Larry Clark’s Fountain of Youth At over fifty years of age, Larry Clark has probably explored, exposed and exploited teenagers legally more than anyone. In 1995, after having worked as a photographer for years, he decided to get into movies and directed his first film. You might have seen it, it’s called Kids. Since then, his filmography reads like a rap sheet for that creepy uncle who lets you massage his gnarled feet while telling you musky stories about how he lost his virginity on prom night right before he was shipped off to Vietnam.
Where Kids, based on the screenplay written by a then 19 year-old Harmony Korine, is an unflinching and disturbingly honest look at skateboarding kids and AIDS in New York City, Clark’s 2001 film Bully is an exploitive look at the lurid, directionless, and ultimately violent life of a bunch of Florida teens. Complete with pubescent panty shots, graphic sexuality, and shocking violence, the film is a sweaty piece of work loosely based on an actual case where a group of teens, pushed to the breaking point by an abusive friend, finally took revenge by killing him. Next, Clark re-teamed with Korine to make the seldom-seen and highly controversial Ken Park about teenagers at odds with their lives who find companionship and sympathy through sex with each other.
Whether you think of him as provocateur or pornographer, Clark’s films consistently explore the notions of youthful isolation, anxiety and alienation, while often blasting the failure of the family structure in modern society. With this legacy of films behind him, it’s a surprising (as well as an artistic) relief that Wassup Rockers should end up being the most innocent and heartfelt look into American youth this dirty old man has put on film to date.
With Wassup Rockers, Clark has relinquished–if only for the moment–the need for lurid sexuality and desperate violence. Instead, this low-budget film focuses on a group of seven real-life Latino teenage skater friends growing up in South Central, Los Angeles. Clark spent over a year befriending these kids in order to gain trust and access to their lives, crafting the semi-improvised script around actual stories they told him. Originally spotted while skating at Venice Beach, the group of boys caught the director’s eye because of their individual style which immediately placed them at odds with the hip-hop dominated community they lived in.

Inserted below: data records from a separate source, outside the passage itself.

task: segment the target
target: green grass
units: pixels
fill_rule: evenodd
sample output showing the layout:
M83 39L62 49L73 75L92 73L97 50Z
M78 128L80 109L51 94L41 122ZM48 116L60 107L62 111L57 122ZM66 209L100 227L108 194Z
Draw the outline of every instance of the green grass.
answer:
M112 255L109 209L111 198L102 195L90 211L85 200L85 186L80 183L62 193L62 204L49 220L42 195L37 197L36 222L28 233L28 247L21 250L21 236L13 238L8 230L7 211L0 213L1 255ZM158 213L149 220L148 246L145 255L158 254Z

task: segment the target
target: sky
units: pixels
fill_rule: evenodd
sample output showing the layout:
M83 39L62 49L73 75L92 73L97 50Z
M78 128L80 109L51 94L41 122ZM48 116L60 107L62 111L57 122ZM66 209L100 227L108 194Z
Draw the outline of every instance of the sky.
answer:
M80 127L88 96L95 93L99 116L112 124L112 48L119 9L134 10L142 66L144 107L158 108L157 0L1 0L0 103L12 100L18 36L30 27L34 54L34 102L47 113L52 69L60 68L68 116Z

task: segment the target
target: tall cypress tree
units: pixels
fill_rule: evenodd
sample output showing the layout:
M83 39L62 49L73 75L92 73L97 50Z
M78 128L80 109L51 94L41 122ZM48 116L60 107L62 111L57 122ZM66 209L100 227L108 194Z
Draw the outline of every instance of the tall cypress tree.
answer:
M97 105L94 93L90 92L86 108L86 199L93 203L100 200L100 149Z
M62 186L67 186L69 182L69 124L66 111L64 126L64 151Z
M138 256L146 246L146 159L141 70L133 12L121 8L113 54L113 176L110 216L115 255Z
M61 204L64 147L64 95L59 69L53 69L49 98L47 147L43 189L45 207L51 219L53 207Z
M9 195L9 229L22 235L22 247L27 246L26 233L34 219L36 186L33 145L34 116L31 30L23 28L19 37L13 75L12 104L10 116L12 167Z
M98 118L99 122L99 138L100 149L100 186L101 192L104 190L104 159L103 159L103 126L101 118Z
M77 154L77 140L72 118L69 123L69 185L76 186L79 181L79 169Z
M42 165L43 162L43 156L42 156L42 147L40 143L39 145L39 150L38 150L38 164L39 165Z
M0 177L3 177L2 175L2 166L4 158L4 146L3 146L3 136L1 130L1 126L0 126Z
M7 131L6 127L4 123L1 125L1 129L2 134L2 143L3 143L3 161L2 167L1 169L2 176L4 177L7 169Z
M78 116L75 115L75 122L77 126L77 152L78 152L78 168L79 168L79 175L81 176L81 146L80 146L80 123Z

Sporting skinny jeans, studded belts and long hair, these kids are punk rock, and are subsequently challenged and alienated everywhere they go. Whether it’s the ghetto or Beverly Hills, trouble finds these Rockers at every turn. But the honest and unassuming approach Clark takes here is a moving change from the dysfunctional worlds he normally reveals. These are not bad kids; they don’t do drugs, they aren’t into chaos, they just want to skate, meet girls, and get home safely. They talk about their “first time,” play in a punk band, and laugh at each other. During one long day in Beverly Hills, the boys weave their way through the yards and homes of the proverbial elite, fighting rich white boyfriends and running from tight ass white cops and lecherous party hosts. The only support they get is from the Latino maids who help them get out of the neighbourhood when things get dangerous.
It’s unlikely we’ll see these kids again in movies, but the moments they have given us are to be treasured. They may be poor, but they know who they are and how complicated and fleeting life is. They are friends in all the right ways, and don’t care what you think.